While writing anchors, it becomes easy to define primary key constraints and foreign key relationships. For example, you can immediately see whether a composite primary key is needed or if a simple auto‑incrementing integer is enough.

Describing relationships textually also simplifies future steps such as adding foreign key constraints or planning indexing that will optimize queries later.

Why this is faster and more convenient than graphical editors:

  • Add an entity → just paste a new text block
  • Change a field → edit one line
  • Rename an entity → find + replace across the file
  • Everything is version‑controlled in Git

Step 3. Automatic UML diagram generation

When all anchors are ready (everything in one text file), you run a script — and get ready‑made Mermaid code.

How to do it

  1. Download the script from GitHub.
  2. Place all anchors in a file named model.txt.
  3. Run the program (to run it, you need to set up Python for this project).
  4. Select the path to the model.txt file.
  5. Copy the Mermaid script.
  6. Open the Mermaid Live Editor.
  7. Paste the code into the left panel.
  8. Switch to Playground mode and set Layout to Adaptive — the diagram becomes maximally readable.

This unified source of truth makes it easier to hand the schema to a database developer or integrate it with modern storage engines, depending on your project needs.

Go to GitHub

The Result

After completing all these steps, we obtain a clean, well-structured database diagram as the output.
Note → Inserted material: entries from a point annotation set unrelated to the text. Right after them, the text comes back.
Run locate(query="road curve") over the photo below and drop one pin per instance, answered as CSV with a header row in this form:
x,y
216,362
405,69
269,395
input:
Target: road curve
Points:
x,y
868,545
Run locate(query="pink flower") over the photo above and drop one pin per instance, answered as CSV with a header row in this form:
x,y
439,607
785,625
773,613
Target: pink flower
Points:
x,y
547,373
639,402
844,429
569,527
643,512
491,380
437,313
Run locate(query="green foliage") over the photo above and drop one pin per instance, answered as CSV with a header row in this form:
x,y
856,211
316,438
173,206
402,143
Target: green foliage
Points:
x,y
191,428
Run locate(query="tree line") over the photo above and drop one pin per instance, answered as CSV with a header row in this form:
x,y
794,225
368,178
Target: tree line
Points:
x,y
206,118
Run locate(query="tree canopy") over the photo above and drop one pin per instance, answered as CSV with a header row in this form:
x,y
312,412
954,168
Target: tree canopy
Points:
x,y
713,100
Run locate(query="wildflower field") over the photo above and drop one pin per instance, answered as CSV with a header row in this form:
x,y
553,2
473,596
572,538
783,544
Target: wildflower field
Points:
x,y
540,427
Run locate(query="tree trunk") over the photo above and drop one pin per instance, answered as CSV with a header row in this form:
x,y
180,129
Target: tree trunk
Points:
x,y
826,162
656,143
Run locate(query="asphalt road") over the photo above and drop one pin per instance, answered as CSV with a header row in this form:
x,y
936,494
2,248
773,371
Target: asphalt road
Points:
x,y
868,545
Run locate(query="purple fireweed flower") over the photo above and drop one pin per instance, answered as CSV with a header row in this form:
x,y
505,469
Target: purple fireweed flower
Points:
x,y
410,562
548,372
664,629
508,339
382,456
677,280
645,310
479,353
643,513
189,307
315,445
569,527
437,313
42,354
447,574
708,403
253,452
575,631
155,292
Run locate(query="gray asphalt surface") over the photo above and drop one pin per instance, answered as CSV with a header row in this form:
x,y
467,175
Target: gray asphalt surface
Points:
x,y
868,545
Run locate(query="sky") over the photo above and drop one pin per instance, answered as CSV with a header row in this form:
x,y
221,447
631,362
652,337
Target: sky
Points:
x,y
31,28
This visual representation clearly shows all entities, their relationships, and the data flow within the system, making it easy to understand the database structure at a glance.

Database Entity-Relationship Diagram

Summary: why you should try this approach

Anchors reduce routine effort and help you think more clearly about entities, indexing strategies, SQL database structure, and business logic. The difference becomes especially visible when you compare the "before" and "after" experience:

BenefitBeforeNow
Model history & code reviewalmost impossibleGit + Pull Request
Team collaborationdifficulteasy
Give model to AI for analysisimpossiblejust copy the text
Diagram freshnessquickly becomes outdatedalways up‑to‑date (generated)

Try this approach on your next project — you'll likely be surprised how much time and stress it saves, whether you're building a traditional relational database or experimenting with modern architectures.

Wrapping up

Anchors give you a lightweight, expressive way to design databases without drowning in diagram tools or losing context in screenshots. You keep everything in plain text, under version control, and always ready to feed into scripts, documentation, or AI assistants.

If you're tired of rearranging tables on an infinite canvas, try a text‑first modeling workflow — it's simple enough to start in minutes, yet powerful enough to support complex systems over the long term.